Just for testing I can launch my previous configuration with 400 spp (where I loop the samples in the raygen program) over 1920x1080 on Laptop X1 with GTX 1050 Ti (has an additional Intel UHD Graphics 630 GPU). It takes about a minute for the GPU but no problems. On workstation with single RTX A6000, same scene, same res but 10000 spp, takes 30 sec, still no complaints.

If I’m not bound by the 2 sec TDR (need to research this a bit) then the best thing performance wise should be to launch as I mentioned initially using z launch dimension as sample index, write to unique memory location and then run a reduce kernel? While keeping track of the maximum launch size. This would obviously not give any sample locality but it would maximise launch size and minimise the amount of times I have to upload my launch parameters and call optixLaunch.

I’ll try moving to full resolution launches and one sample per launch first to test.

Thanks again for your answers @droettger!

Handy script!

Check its manual. It can do a lot more.

I’ve never hit the 2 second timeout on any of the different hardwares (all Windows 10) I’ve run on so far. The app I initiate optix through might be overriding it, not sure.

You cannot override the TdrDelay without reboot.
Microsoft states changing it is only allowed for debug purposes and not in shipping applications.

It depends on the driver and GPU configuration if this can be prevented or not, but I wouldn’t risk it.

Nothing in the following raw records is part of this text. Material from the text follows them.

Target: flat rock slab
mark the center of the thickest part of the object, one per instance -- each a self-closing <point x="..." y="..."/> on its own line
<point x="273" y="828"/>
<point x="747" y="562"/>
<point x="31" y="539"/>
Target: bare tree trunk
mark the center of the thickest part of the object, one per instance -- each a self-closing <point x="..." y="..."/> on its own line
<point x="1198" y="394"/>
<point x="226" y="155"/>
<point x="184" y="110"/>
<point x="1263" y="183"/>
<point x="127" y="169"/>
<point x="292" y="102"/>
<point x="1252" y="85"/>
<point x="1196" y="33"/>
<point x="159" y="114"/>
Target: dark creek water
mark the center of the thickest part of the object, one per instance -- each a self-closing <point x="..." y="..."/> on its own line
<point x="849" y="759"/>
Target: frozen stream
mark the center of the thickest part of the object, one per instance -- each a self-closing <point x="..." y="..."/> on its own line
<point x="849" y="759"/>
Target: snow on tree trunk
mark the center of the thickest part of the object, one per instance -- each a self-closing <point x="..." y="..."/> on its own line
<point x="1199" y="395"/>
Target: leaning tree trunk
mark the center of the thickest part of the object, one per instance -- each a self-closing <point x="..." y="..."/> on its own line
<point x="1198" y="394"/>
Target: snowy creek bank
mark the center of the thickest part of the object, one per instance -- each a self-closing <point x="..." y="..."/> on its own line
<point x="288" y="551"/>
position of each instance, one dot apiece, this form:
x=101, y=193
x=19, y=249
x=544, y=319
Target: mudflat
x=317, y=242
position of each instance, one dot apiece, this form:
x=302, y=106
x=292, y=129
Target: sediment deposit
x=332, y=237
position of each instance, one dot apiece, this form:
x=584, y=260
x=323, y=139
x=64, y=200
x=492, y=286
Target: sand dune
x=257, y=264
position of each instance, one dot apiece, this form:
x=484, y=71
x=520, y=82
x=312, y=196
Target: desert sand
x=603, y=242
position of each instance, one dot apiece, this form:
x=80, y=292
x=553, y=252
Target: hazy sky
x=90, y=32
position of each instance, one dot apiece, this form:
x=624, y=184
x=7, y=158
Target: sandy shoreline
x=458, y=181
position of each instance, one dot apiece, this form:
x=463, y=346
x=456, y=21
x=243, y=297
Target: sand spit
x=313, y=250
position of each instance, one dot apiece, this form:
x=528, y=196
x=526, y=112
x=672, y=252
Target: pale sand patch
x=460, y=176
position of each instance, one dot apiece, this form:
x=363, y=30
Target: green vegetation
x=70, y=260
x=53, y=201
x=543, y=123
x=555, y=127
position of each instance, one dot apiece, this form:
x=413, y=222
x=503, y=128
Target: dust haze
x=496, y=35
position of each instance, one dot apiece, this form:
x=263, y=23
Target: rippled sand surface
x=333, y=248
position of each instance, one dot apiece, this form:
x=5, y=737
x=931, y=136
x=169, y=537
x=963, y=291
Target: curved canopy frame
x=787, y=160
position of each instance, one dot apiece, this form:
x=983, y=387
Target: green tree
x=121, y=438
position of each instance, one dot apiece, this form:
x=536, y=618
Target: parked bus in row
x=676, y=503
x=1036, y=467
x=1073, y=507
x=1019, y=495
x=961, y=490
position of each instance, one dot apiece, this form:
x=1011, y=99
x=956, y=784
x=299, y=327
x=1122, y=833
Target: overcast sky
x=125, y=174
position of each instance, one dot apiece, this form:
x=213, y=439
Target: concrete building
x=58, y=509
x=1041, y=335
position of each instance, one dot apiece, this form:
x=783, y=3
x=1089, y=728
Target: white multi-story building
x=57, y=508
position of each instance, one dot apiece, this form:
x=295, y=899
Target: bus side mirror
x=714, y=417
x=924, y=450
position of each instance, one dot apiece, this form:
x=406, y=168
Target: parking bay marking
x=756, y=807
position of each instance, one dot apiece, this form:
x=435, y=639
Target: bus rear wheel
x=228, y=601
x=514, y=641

If I’m not bound by the 2 sec TDR (need to research this a bit) then the best thing performance wise should be to launch as I mentioned initially using z launch dimension as sample index, write to unique memory location and then run a reduce kernel?
This would obviously not give any sample locality but it would maximise launch size and minimise the amount of times I have to upload my launch parameters and call optixLaunch.

I would not recommend exactly that
The launch calls themselves are asynchronous and take only micro-seconds. There is not really a win in launching a huge number of threads vs. a reasonable amount of launches with fewer threads. Doing less work more often is the more robust approach.

You wouldn’t have the memory to store all data in a 3D buffer when not accumulating.
Also note that the ray tracing launch sizes are limited basically to a total sum of 2^30.
We had that discussion before: https://forums.developer.nvidia.com/t/3d-optixlaunch-to-accommodate-multiple-viewpoints/160421

Right, this is also not recommended because it will result in bad memory access patterns when looping over the z-dimension per thread.
This is actually a case where accumulation with atomicAdd into a single 2D slice would be reasonable. (Needs a final division by sample count.)